Поскольку участились попытки коварную природу этого явления вывести из российской «народной души» — очень важно указать на подлинные корни определившего (в особенности наш живодерный век) феномена.
Они, конечно, идут глубже и якобинских клубов, и Святейшей инквизиции и опускаются к тем временам, когда самое высокое в мировой истории моральное учение, предназначенное только для тех, кто «может вместить», только для «малого стада», осуществляющегося как бы вне истории и ее, совсем на других основаниях организованных общений, — ввели в историческую государственность, а затем, оборвав его божественные корни, лаицизировали, тем самым превращая еще сохранивший радужный отблеск неземного альтруизм в самый черствый, грубый и хамский эгоизм…
Но это совсем особая, очень трудная и очень опасная проблема.
Для настоящего важно отметить, что все последние десятилетия перед Первой Мировой бытовавшая в российской общественности тема революции в первые годы войны как бы уснула, а потом — поскольку огромное большинство общественников всех мастей были оборонцами — именно ради скорейшего и благополучного окончания войны («справедливого мира») перешла (порой не только на словах) в тему дворцового переворота.

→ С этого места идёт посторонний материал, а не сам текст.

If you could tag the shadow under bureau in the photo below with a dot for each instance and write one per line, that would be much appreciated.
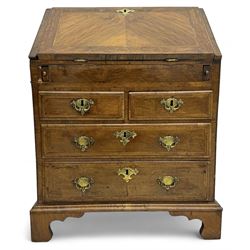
(125, 107)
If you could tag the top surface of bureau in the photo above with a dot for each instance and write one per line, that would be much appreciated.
(125, 34)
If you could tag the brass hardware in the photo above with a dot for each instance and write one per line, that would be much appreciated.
(125, 11)
(206, 72)
(83, 183)
(169, 141)
(84, 142)
(44, 74)
(127, 173)
(167, 182)
(80, 60)
(171, 104)
(82, 105)
(125, 136)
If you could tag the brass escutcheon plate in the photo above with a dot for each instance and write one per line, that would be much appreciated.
(127, 173)
(167, 182)
(171, 104)
(125, 136)
(83, 142)
(83, 183)
(169, 141)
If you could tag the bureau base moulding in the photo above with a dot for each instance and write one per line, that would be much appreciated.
(209, 213)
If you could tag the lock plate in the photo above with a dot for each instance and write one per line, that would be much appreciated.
(127, 173)
(125, 136)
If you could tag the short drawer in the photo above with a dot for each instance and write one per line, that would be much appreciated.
(170, 105)
(81, 105)
(109, 140)
(126, 181)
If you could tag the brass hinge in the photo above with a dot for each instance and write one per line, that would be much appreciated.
(44, 74)
(206, 73)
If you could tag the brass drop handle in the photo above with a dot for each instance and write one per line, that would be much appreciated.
(83, 142)
(82, 105)
(83, 183)
(125, 136)
(127, 173)
(169, 141)
(171, 104)
(167, 182)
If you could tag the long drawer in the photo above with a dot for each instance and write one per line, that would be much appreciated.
(79, 105)
(173, 140)
(174, 105)
(126, 181)
(122, 73)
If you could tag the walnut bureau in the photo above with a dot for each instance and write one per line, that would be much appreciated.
(125, 111)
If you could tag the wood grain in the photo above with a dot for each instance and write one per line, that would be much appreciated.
(209, 213)
(195, 141)
(57, 105)
(127, 64)
(108, 186)
(102, 33)
(147, 105)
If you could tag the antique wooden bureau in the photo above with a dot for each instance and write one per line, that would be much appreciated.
(125, 108)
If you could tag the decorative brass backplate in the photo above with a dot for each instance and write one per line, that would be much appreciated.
(127, 173)
(125, 136)
(171, 104)
(125, 11)
(169, 141)
(84, 142)
(167, 182)
(82, 105)
(83, 183)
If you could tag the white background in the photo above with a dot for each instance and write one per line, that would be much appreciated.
(20, 19)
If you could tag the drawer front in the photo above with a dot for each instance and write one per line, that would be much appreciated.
(81, 105)
(107, 181)
(90, 73)
(170, 105)
(108, 140)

Вдобавок власть прямо на глазах становилась все никчемнее. И вот в театрах столицы, когда перед началом спектакля исполнялись оркестром союзные гимны, марсельезе стали устраивать демонстративные овации, в поездах отпускники говорили о недостатках снабжения, о наживающих «мильёны» на их крови спекулянтах, о генеральских изменах, вообще о том, что «старый бог спит, а молодые править не умеют». Приятель, уже посидевший в окопах прапорщик, рассказал мне, как «солдатня», не стесняясь, поговаривает, что «японскую войну их благородия пропили, а эту с милосердными сестрами… прогуляли» (и некоторый «дым» в этом «огне» был, хотя и не по вине «их благородий»: на одной из пересадок я видел в вагоне первого класса самую красивую и самую дорогую нашу городскую проститутку в костюме сестры милосердия, и уже немолодой гусарский ротмистр целовал ей ручки). В случайных и неслучайных встречах в столице (и не только в столице), как неизменная злоба дня, фигурировал Распутин и… необходимая перемена. Парикмахер, мсье Дышель, собираясь почистить подбородок приехавшему в родной город на рождественские каникулы студенту, спрашивал: «Ну что там у вас, в Петербурге?» И, слушая рассказы, одновременно выправляя на ремне бритву, повторял: «А…? (непередаваемый буквами звук) Слишком натянуты струны! Слишком натянуты струны!..»
…И вот они лопнули…
VI
Рассматривая фотографии Помпеи — прославленного дома, например, со статуэткой Сатира посреди остающегося сухим две тысячи лет бассейна, или «виллы мистерий», с реалистическими фресками разных фаз посвящения, носящих (или это только кажется сейчас) несколько «тантристский» характер, или мозаику с общим видом на ряд богатых вилл с «приапическим указателем» на первом плане — думаешь, что самые гениальные наши режиссеры при любых затратах продюсеров не способны великолепно сохранившийся скелет этого римского города одеть плотью жизни. Не просто жизни правдоподобной (то есть похожей на нашу), а вот именно воскрешающей то неповторимое, что есть в каждой эпохе каждой страны и что было и в этом городе в тот апокалипсический вечер, когда взорвавшийся вулкан, задушив раскаленными газами все живое, засыпав его пеплом и прикрыв плотным панцирем лавы, похоронил его навеки…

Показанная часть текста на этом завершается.